When a venue agrees to host your show, they are taking a risk. Their intent is to be profitable – if they make money, guess who else takes home a check? YOU do! Know your contract, and be aware of what steps you can take to help the venue promote your show. When you are booking, ensure that you have a good contact point. Be prepared to communicate professionally by email and phone – respond promptly and concisely. Here are some things to consider, remembering that doing as much venue research as possible ahead of time will please the booker tremendously. Asking questions that will help you and the venue pull off a successful event is very important!

  • Who is providing promotional posters/street team?
  • Will the event be advertised online?
  • Who creates the event?
  • What is the process and timing for online promotion?
  • Where is the ticket link?
  • Have you communicated the bill order?
  • Have you communicated your stage plan and gear needs?
  • How are you being paid?
  • What can you do to assist the venue?

Working with media

I strongly suggest making connections in the industry. Find a local radio DJ, writer, or just an active music lover who you can brainstorm with. Everyone in the industry shares about bands who excite them.

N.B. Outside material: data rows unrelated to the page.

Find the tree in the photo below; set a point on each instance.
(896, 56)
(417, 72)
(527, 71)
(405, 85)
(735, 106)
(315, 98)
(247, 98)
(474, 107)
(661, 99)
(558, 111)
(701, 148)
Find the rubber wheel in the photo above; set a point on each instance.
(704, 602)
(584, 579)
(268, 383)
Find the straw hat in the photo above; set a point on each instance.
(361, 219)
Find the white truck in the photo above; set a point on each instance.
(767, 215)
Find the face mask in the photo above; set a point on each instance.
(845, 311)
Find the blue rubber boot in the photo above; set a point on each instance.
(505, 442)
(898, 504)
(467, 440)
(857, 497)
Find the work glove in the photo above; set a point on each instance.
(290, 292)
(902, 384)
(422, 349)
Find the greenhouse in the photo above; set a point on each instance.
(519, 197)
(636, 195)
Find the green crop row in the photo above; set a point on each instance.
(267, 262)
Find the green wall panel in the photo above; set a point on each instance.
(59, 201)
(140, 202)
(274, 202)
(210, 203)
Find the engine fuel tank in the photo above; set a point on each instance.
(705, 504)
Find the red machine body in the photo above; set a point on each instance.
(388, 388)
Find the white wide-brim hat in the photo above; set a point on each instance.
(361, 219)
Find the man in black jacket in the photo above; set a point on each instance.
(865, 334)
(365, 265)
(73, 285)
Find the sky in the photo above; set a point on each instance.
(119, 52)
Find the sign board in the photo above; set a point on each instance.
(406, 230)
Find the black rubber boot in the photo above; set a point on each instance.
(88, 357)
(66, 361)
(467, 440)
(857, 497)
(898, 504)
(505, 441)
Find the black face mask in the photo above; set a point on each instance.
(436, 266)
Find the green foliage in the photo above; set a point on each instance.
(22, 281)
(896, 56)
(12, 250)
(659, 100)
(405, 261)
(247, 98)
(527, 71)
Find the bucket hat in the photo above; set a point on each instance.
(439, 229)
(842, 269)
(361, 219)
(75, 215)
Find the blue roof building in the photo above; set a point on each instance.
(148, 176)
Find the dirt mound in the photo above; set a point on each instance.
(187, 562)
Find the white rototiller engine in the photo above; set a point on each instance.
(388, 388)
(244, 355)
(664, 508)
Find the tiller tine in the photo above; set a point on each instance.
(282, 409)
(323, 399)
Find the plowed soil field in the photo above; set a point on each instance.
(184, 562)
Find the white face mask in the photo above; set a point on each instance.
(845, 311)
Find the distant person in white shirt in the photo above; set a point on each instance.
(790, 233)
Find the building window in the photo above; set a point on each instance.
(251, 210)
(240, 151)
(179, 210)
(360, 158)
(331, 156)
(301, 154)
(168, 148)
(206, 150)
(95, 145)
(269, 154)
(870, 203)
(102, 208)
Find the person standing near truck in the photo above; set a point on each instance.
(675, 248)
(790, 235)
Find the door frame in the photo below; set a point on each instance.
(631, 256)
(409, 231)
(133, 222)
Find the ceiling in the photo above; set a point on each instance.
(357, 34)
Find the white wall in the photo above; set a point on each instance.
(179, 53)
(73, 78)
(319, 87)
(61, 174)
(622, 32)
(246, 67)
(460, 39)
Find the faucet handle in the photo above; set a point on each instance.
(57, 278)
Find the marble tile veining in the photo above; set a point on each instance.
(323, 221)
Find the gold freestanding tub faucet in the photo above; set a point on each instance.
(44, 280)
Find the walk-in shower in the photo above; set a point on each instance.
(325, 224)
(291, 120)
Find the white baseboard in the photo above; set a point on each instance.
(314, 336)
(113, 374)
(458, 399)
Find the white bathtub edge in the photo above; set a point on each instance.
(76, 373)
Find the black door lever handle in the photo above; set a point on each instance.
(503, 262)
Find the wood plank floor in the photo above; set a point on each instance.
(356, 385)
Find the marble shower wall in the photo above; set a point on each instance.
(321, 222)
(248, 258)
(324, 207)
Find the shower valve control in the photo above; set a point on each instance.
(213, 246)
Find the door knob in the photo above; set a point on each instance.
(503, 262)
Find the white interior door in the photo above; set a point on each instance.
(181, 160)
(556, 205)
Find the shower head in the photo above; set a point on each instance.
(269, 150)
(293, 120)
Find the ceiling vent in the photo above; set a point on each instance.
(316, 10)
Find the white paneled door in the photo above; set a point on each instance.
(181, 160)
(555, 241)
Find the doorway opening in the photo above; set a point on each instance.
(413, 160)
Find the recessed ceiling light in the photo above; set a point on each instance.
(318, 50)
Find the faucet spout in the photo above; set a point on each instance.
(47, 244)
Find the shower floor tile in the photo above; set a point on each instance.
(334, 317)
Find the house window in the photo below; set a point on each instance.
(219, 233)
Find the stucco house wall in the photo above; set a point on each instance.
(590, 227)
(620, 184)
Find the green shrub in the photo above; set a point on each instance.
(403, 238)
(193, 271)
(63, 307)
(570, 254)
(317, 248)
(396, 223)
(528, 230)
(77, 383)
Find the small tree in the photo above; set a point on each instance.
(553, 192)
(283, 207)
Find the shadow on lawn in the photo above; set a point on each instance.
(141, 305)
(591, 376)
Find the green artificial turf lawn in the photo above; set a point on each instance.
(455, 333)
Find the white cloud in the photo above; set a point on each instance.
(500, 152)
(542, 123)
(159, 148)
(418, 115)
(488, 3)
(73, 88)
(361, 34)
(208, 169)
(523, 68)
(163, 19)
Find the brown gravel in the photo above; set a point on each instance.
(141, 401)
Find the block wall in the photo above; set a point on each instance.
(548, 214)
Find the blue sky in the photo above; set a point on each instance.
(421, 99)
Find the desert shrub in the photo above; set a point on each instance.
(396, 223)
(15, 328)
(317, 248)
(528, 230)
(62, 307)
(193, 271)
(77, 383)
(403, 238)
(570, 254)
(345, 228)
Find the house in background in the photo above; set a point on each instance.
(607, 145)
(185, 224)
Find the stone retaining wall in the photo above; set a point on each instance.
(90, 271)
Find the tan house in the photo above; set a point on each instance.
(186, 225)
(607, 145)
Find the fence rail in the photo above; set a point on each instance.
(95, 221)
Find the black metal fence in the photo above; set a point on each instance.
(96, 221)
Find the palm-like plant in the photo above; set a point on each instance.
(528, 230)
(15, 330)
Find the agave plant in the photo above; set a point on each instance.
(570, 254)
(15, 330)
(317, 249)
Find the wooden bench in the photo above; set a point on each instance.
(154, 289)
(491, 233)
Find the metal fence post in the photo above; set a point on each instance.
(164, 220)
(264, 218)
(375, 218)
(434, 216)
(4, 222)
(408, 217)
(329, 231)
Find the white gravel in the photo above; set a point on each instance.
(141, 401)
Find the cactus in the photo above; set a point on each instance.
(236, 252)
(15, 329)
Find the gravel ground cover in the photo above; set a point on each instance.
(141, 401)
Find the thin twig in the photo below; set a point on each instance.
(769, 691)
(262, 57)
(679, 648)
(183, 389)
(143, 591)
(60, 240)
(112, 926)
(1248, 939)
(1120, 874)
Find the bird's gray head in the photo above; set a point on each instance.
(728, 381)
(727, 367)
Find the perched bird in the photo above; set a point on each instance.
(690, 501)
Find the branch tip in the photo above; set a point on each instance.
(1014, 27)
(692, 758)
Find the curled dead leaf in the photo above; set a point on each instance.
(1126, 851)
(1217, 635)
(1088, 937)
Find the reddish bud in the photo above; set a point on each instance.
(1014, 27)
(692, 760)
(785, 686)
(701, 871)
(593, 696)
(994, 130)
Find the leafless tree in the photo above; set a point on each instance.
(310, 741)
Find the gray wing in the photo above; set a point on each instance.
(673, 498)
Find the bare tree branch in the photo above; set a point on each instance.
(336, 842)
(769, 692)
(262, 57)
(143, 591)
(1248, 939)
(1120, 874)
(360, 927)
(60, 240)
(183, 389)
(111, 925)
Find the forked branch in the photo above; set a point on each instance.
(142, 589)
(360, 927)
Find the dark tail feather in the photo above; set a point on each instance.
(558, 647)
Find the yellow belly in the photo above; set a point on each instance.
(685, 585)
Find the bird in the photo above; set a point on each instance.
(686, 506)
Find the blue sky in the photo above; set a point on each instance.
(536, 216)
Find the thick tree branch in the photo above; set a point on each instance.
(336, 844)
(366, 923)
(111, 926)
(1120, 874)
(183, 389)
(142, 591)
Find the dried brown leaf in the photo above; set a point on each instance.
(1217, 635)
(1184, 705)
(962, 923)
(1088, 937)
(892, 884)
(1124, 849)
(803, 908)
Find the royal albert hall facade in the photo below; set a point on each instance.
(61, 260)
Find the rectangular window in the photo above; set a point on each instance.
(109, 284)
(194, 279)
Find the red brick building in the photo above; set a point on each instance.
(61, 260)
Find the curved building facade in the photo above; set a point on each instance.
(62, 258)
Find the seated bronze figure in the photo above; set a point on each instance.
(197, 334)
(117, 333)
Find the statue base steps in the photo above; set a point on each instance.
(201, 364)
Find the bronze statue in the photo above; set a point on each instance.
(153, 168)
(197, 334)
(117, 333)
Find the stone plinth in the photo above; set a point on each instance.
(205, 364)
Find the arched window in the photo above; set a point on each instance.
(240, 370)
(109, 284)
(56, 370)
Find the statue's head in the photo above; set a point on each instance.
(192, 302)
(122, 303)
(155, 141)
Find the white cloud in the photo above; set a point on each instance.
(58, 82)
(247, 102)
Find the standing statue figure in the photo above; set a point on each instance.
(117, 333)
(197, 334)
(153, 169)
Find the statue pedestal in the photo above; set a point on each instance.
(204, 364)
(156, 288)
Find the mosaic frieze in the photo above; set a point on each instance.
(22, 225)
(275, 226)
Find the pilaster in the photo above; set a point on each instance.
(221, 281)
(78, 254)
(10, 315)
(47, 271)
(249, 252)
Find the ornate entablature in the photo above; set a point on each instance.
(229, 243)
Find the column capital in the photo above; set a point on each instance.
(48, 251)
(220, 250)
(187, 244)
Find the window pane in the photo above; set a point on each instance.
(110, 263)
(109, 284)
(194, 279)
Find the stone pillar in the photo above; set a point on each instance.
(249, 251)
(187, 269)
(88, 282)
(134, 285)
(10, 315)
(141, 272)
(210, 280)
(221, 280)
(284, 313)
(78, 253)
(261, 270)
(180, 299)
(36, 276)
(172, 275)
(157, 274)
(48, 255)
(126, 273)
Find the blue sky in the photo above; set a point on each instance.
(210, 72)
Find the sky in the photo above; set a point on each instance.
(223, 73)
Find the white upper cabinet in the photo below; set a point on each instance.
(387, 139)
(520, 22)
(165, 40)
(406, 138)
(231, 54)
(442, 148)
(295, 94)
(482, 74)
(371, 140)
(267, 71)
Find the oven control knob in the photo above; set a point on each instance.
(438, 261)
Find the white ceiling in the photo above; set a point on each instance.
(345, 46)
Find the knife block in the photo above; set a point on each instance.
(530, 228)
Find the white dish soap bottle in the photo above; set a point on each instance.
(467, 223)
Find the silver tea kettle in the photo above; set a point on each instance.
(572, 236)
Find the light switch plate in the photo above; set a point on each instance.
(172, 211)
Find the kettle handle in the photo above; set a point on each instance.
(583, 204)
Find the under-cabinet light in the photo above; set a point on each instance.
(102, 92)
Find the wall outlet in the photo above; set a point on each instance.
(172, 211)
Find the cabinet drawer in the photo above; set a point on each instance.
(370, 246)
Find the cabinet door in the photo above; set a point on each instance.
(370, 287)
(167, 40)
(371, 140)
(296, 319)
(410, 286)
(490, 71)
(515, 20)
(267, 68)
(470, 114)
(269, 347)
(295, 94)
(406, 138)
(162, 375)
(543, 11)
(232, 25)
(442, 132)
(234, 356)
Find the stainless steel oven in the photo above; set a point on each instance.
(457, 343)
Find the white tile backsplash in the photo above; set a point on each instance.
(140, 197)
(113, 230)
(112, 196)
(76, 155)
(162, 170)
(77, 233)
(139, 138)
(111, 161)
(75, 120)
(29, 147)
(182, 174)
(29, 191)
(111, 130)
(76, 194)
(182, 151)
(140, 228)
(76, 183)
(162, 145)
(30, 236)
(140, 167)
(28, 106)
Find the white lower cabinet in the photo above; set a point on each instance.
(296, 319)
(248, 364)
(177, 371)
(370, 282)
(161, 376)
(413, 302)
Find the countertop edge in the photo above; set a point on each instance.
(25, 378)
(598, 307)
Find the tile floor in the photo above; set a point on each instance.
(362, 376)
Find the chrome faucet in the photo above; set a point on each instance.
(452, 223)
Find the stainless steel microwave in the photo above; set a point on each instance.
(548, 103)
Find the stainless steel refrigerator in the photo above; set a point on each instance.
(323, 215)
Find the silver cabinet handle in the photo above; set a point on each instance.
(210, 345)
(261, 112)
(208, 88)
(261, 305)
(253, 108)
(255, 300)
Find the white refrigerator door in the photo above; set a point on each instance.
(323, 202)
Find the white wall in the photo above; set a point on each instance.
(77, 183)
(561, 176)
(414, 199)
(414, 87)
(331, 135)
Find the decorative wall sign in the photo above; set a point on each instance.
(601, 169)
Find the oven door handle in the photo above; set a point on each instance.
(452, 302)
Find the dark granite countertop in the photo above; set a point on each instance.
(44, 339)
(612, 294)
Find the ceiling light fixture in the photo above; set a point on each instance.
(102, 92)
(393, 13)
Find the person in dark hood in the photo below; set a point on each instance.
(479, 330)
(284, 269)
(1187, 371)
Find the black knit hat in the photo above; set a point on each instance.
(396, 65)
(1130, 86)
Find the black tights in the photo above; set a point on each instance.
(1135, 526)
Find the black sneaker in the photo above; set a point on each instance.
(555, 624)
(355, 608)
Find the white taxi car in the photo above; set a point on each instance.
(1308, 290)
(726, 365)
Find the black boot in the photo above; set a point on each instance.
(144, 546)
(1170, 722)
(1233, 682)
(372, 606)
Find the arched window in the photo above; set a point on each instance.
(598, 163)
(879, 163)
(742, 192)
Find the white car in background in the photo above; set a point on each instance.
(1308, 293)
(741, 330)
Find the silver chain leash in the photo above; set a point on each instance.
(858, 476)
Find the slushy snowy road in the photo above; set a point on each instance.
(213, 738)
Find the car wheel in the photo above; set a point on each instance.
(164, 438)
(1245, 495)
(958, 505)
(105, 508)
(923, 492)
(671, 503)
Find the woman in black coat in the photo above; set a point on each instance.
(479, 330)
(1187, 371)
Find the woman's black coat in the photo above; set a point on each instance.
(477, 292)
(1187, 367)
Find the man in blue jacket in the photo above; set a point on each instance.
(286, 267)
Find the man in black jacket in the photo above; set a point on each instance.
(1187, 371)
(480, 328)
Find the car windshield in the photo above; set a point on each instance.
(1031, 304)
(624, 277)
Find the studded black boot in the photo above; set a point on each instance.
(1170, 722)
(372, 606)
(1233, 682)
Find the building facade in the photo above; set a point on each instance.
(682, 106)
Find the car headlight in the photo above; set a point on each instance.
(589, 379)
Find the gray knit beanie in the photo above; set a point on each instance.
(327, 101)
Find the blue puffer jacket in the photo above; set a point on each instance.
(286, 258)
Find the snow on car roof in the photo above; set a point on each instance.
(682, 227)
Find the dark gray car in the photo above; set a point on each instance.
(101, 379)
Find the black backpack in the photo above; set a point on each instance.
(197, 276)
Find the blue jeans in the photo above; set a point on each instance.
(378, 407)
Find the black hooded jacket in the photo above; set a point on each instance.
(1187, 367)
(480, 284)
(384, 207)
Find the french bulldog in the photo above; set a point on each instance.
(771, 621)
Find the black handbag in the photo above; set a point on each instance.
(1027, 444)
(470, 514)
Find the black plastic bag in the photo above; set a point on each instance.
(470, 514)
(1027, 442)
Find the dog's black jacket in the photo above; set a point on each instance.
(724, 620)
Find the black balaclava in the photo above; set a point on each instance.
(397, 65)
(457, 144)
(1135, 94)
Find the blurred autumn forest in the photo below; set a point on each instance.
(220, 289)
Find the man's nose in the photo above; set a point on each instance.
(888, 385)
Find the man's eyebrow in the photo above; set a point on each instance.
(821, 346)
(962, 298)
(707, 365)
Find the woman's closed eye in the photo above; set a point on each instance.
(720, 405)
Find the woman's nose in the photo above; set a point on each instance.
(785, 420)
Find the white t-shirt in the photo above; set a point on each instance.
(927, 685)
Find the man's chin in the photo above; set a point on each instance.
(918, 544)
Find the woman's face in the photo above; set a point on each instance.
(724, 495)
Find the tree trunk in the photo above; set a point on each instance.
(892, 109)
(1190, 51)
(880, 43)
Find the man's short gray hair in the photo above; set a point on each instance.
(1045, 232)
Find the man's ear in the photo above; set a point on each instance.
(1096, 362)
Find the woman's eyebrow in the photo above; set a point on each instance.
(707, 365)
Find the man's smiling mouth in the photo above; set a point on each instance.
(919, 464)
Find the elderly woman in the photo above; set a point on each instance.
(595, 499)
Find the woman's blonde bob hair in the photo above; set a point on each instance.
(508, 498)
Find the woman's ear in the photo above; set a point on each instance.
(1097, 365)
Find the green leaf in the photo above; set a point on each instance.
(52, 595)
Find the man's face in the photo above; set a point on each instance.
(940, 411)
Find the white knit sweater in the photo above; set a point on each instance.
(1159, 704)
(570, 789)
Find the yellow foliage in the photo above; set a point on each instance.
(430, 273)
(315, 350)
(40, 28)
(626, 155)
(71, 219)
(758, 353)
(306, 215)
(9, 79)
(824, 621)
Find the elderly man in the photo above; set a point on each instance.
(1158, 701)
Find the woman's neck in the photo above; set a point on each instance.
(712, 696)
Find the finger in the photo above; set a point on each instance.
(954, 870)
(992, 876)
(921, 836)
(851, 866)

Many musicians make great music, but how do you get people talking?

  • Plan ahead – when you book an event, share ASAP once the venue gives you the go-ahead
  • Share creatively in social media – there are many Facebook groups designed for this purpose
  • Submit your band to artist directories throughout town
  • Submit your event to media calendars in the area
  • Share your music with media – email teasers and links, offer availability to meet
  • Be prompt in answering media inquiries
  • Provide correct, updated information – make it easy to cut and paste from your web presence
  • Follow up – this is a business relationship that can develop into a partnership for future events

At the Show

This is the opportunity to seize the day, build momentum, and keep people talking! It’s not over when you leave the stage – it is the launching pad for your next steps.

  • Love your venue – appreciate all staff! Sound technicians, servers, hosts. Be grateful.
  • Smile – just do it. This is fun!
  • Interact with your audience before, during and after the show. It just takes a second to make a friend…or an enemy
  • Thank everyone for the opportunity to share your message and speak from your heart.
  • Be confident and talk about your next plans. Everyone is interested.
  • Have merchandise, business cards, ways to stay connected
  • Have an email sign up list
  • Stay for the whole show, appreciate your teammates for the event.

As a musician with a gig, you have a voice and a platform to share it – take advantage of all opportunities to create an enjoyable experience with everyone in the process. From the moment you start thinking about an event, think about how you can make your band stand out as professional, friendly, and a joy to work with. The key is to encourage others to help you promote by making it easy and fun to work with you.